Il n'y a rien de barbare et de sauvage en cette nation

Montaigne, Essais, livre I, chap. 31 « Des Cannibales », 1580
Montaigne consacre tout un chapitre des Essais à la question de la sauvagerie et du cannibalisme, qu'il nuance en le mettant en rapport avec les brutalités exercées en Europe. Dans ce passage, il souligne les méfaits d’un regard trop occidental qui peut conduire à des contresens.

Or je trouve, pour revenir à mon propos, qu'il n'y a rien de barbare et de sauvage en cette nation, à ce qu'on m'en a rapporté, sinon que chacun appelle barbarie ce qui n'est pas de son usage. Comme de vrai, il semble que nous n'avons autre touche de la vérité et de la raison, que l'exemple et idée des opinions et usages du pays où nous sommes. Là est toujours la parfaite religion, la parfaite police, parfait et accompli usage de toutes choses.
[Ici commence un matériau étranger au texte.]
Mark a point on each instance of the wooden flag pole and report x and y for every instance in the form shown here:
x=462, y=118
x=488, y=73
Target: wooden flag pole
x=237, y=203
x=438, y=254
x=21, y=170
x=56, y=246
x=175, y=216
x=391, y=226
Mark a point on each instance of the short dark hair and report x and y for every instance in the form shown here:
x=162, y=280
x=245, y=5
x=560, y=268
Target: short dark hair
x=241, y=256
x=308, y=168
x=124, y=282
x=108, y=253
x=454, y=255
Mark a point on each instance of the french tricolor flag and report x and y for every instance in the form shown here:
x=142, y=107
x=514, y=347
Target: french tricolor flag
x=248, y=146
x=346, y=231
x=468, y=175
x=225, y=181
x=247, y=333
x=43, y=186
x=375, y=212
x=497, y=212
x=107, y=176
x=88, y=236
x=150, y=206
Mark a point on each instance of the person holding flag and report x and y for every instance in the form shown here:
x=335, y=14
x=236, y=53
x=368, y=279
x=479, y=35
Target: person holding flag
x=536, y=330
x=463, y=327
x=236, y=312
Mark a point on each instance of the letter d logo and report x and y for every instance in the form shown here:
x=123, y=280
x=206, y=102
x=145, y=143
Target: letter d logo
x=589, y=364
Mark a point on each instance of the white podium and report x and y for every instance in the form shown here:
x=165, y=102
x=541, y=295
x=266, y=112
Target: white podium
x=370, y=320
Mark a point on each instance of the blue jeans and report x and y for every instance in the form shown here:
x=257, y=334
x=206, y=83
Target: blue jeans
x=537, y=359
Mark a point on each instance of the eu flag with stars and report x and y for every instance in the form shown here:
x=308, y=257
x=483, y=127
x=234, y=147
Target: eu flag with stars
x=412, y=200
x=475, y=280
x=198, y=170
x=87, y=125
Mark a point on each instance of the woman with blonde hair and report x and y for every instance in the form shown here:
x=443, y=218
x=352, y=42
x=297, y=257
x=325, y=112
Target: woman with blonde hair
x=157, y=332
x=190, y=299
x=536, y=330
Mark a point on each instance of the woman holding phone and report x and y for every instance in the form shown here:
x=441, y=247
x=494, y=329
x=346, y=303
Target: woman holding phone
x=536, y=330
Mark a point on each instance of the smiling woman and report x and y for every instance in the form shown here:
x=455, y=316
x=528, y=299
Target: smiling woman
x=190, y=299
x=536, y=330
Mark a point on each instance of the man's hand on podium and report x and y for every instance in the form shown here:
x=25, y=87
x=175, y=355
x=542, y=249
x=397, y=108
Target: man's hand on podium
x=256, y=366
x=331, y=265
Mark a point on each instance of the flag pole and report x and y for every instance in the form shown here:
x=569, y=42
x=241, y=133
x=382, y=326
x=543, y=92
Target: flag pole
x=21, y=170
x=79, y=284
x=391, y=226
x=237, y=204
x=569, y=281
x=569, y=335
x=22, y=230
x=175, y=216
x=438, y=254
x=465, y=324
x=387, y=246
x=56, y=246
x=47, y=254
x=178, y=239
Ils sont sauvages, de même que nous appelons sauvages les fruits que nature de soi et de son progrès ordinaire a produits : là où, à la vérité, ce sont ceux que nous avons altérés par notre artifice, et détournés de l'ordre commun, que nous devrions appeler plutôt sauvages. En ceux-là sont vives et vigoureuses, les vraies et plus utiles et naturelles vertus et propriétés, lesquelles nous avons abâtardies en ceux-ci, et les avons seulement accommodées au plaisir de notre goût corrompu. Ce n'est pas raison que l'art gagne le point d'honneur sur notre grande et puissante mère nature. Si est-ce que, partout où sa pureté reluit, elle fait une merveilleuse honte à nos vaines et frivoles entreprises. [...]

Ces nations semblent donc ainsi barbares, pour avoir reçu fort peu de façon de l'esprit humain, et être encore voisines de leur naïveté originelle. Les lois naturelles leurs commandent encore, fort peu abâtardies par les nôtres ; mais c'est en telle pureté, qu'il me prend quelquefois déplaisir de quoi la connaissance n'en soit venue plus tôt, du temps qu'il y avait des hommes que en eussent su mieux juger que nous.

Montaigne, Les Essais, t. 1, Paris : librairie des bibliophiles, 1873-1875, p. 214-216 (orthographe modernisée).